“Ah, no wonder all of these distances are millions of miles away - the input file had the latitudes and longitudes flipped!”
I pressed my fingers against my temple and giggled in relief, wishing I had caught this error before my recent code push. We were nearing the halfway point of my winternship, and I had begun prototyping a utility that would assist Magicbox developers in mapping healthcare accessibility.
I hadn’t expected my curious pursuit of an unresolved issue on the Magicbox Github repository to be this engaging and fun - but I knew I was on the right track. Each minor frustration was further evidence that the training wheels of my university’s computer science curriculum were coming off.
![A problem to be tackled.]../../images/my-unicef-winternship/git_issue.png)
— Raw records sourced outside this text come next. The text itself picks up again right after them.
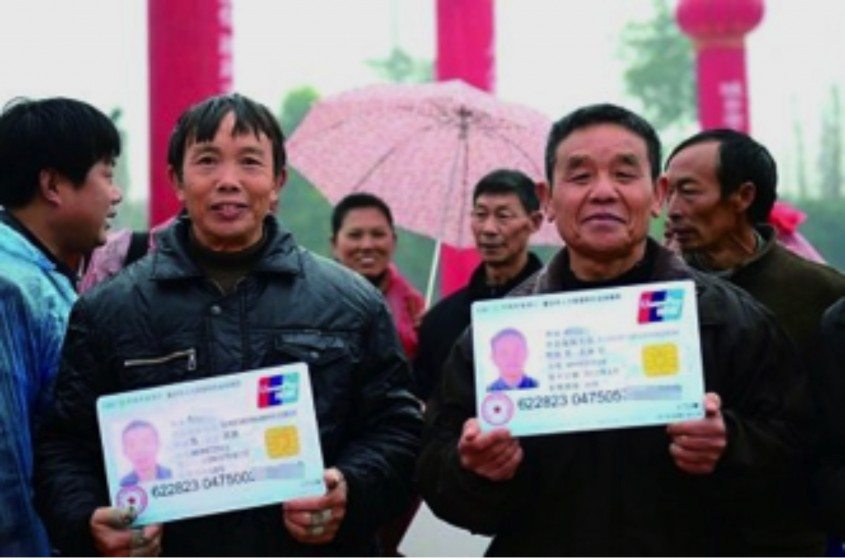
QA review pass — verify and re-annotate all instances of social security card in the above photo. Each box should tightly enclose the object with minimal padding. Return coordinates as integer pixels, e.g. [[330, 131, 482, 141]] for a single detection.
[[472, 280, 704, 436], [97, 363, 326, 526]]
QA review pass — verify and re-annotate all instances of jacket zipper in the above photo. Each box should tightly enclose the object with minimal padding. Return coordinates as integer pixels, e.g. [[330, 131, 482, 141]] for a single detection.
[[123, 348, 197, 371]]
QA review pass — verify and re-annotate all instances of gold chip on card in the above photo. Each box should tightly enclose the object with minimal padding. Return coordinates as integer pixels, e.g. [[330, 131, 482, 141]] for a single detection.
[[643, 342, 680, 377], [264, 426, 299, 459]]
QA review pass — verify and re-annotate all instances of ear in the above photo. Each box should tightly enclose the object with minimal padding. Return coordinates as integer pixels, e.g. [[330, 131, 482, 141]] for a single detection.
[[38, 169, 62, 206], [730, 181, 757, 215], [651, 177, 669, 218], [167, 165, 185, 206], [534, 181, 555, 222]]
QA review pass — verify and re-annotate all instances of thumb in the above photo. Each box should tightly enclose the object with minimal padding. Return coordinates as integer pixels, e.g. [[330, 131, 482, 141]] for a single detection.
[[704, 393, 722, 416], [91, 508, 137, 529]]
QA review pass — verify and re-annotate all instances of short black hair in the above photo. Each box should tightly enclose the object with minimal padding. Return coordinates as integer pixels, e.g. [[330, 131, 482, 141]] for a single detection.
[[0, 97, 120, 208], [472, 169, 540, 214], [546, 103, 660, 186], [121, 420, 158, 439], [167, 93, 287, 181], [332, 193, 395, 239], [490, 327, 528, 348], [666, 128, 778, 223]]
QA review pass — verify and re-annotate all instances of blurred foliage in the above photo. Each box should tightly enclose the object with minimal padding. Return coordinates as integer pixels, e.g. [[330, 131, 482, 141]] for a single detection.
[[278, 86, 320, 138], [819, 85, 842, 198], [789, 197, 845, 271], [620, 0, 696, 135]]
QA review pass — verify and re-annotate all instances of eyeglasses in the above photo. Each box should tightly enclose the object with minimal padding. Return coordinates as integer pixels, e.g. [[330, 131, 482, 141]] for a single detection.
[[469, 210, 519, 226]]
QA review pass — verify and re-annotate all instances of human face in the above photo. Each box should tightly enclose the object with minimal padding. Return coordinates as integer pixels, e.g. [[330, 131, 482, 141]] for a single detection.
[[123, 426, 158, 474], [169, 113, 285, 252], [547, 124, 660, 272], [492, 335, 528, 384], [332, 207, 396, 279], [57, 160, 122, 254], [660, 141, 747, 253], [470, 193, 542, 267]]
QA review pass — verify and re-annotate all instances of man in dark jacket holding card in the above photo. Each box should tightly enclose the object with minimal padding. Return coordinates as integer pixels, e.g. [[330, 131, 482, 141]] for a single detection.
[[36, 94, 420, 556], [418, 105, 810, 556]]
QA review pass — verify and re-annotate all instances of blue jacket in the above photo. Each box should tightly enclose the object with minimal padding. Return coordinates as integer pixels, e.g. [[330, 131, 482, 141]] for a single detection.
[[0, 212, 76, 556]]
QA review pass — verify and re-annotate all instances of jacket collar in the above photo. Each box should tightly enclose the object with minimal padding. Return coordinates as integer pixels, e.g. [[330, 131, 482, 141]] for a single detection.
[[467, 252, 543, 301], [0, 207, 79, 290], [151, 215, 302, 280], [536, 237, 724, 325]]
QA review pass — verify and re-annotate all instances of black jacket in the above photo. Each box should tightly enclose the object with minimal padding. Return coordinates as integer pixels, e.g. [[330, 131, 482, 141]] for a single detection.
[[35, 218, 421, 556], [414, 253, 543, 401], [417, 241, 809, 556], [811, 298, 845, 538]]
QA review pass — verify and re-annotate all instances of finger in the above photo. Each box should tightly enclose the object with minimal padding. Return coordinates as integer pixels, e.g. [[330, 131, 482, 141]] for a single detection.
[[666, 417, 725, 437], [144, 523, 164, 540], [474, 440, 520, 469], [479, 447, 523, 481], [461, 418, 481, 442], [672, 435, 727, 453], [458, 428, 517, 453], [282, 494, 335, 512], [675, 460, 716, 475], [285, 519, 334, 544], [91, 507, 137, 529]]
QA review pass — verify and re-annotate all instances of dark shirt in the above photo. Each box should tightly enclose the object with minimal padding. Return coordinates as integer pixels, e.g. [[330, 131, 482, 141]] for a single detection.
[[120, 465, 173, 486]]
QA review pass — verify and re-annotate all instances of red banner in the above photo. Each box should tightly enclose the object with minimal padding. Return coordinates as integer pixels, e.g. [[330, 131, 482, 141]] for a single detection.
[[147, 0, 232, 225]]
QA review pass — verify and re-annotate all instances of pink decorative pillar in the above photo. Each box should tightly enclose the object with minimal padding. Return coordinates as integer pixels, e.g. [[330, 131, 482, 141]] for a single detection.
[[147, 0, 232, 225], [676, 0, 764, 132], [436, 0, 494, 297]]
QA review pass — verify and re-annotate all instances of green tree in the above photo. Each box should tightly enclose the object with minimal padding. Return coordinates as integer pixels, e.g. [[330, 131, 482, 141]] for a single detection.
[[819, 85, 842, 198], [279, 86, 320, 137], [621, 0, 696, 129], [366, 47, 434, 83], [109, 107, 147, 230], [278, 86, 331, 255]]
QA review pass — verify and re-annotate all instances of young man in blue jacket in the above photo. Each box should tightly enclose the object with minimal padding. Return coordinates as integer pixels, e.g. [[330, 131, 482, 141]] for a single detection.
[[0, 98, 121, 556]]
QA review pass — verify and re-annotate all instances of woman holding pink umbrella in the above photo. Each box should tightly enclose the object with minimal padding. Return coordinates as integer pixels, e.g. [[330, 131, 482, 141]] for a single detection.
[[331, 193, 425, 359]]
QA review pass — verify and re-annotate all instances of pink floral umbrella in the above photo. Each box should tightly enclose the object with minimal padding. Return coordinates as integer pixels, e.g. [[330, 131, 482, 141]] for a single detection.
[[287, 80, 561, 247]]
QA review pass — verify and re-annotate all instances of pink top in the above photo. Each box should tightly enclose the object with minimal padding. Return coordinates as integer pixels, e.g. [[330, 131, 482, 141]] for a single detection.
[[384, 264, 425, 360]]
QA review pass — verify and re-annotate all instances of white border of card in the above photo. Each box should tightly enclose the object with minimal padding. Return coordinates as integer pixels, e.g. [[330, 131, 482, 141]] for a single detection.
[[97, 363, 326, 526], [472, 280, 704, 436]]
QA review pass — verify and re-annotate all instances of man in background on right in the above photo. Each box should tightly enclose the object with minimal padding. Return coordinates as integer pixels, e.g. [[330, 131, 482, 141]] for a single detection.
[[660, 129, 845, 555]]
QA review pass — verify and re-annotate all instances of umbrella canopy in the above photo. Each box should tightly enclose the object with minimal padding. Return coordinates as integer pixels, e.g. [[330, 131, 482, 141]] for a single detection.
[[287, 80, 560, 247]]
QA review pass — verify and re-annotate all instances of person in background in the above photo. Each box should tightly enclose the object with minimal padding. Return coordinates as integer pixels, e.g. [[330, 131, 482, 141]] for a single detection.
[[120, 420, 173, 486], [414, 169, 543, 401], [0, 98, 121, 556], [660, 129, 845, 555], [331, 193, 425, 360]]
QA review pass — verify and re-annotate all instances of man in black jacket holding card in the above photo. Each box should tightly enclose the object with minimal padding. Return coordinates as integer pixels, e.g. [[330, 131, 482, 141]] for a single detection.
[[418, 105, 811, 556]]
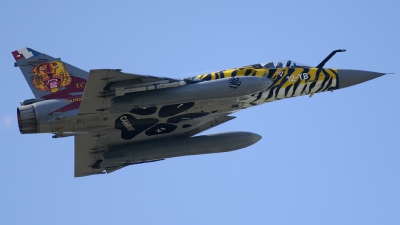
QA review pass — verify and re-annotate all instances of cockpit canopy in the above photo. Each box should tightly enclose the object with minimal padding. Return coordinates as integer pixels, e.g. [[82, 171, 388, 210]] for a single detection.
[[251, 60, 311, 69]]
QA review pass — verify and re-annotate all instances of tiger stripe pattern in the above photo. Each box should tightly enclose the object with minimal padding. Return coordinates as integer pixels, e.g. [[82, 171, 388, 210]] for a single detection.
[[189, 65, 339, 103]]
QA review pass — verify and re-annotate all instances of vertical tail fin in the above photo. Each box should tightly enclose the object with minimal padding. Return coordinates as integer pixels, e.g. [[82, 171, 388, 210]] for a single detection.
[[12, 48, 88, 99]]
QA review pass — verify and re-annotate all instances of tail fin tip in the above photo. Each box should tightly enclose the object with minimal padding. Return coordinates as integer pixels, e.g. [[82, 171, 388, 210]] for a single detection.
[[11, 48, 42, 61]]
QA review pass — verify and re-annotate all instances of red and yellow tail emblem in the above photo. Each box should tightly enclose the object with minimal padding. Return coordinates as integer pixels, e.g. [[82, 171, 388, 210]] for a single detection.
[[31, 61, 71, 93]]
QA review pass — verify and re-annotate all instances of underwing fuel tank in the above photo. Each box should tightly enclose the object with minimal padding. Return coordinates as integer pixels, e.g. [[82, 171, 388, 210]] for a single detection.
[[109, 76, 272, 113], [100, 132, 261, 168]]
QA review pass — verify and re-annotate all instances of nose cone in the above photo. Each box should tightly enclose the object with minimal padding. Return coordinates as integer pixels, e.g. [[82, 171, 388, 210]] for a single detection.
[[338, 69, 385, 88]]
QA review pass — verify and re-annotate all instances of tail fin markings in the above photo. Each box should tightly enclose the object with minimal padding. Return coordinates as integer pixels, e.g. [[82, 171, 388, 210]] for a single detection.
[[12, 48, 88, 100]]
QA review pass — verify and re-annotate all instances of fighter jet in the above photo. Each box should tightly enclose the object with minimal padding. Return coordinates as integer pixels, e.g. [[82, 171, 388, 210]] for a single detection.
[[12, 48, 384, 177]]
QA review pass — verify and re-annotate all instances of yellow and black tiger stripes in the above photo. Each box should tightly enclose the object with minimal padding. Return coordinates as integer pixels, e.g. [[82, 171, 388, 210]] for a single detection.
[[194, 66, 338, 102]]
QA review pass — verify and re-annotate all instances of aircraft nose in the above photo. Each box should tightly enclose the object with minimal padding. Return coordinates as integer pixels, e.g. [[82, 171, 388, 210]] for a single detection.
[[338, 69, 385, 88]]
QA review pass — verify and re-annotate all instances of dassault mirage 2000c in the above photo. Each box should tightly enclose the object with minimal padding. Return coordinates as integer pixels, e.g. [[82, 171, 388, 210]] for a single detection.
[[12, 48, 384, 177]]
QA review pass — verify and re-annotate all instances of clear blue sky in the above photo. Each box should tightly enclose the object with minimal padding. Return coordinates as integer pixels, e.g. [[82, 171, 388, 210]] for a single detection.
[[0, 0, 400, 225]]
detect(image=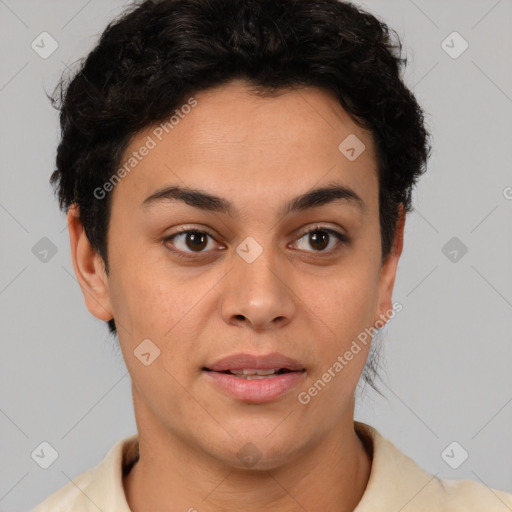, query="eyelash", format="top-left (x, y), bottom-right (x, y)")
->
top-left (162, 225), bottom-right (349, 260)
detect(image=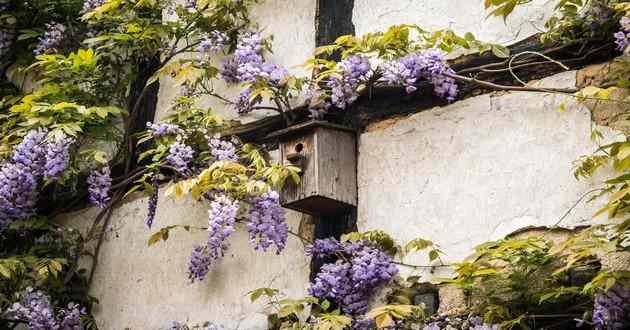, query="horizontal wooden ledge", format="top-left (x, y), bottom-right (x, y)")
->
top-left (224, 35), bottom-right (616, 143)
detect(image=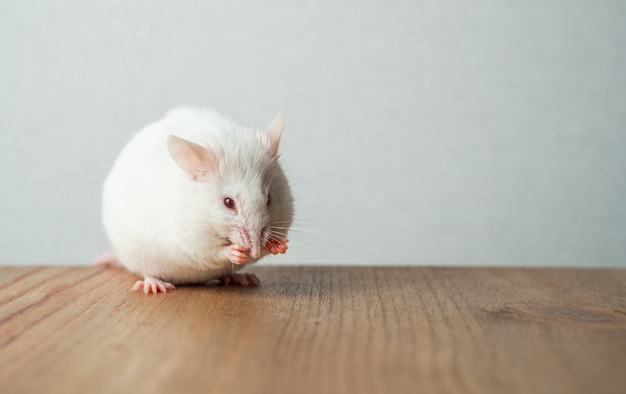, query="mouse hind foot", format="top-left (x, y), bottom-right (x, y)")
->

The problem statement was straightforward - for each location in a given list of geographic coordinates, identify the distance / travel time to the nearest health facility. For example, we might have a list of schools for a given country, with each school having attributes such as size, curriculum type, internet connectivity, etc.
We sought to add “distance to nearest health site” as an attribute for these schools, and to use Magicbox visualization tools such as kepler.gl to present these geographic points and have the option to color-code them by distance to the nearest healthsite - akin to the following picture, which ended being our final output:
![A kepler.gl visualization of schools color-coded by distance to health facility.]../../images/my-unicef-winternship/kepler_color_coded.png) A kepler.gl visualization of schools color-coded by distance to health facility.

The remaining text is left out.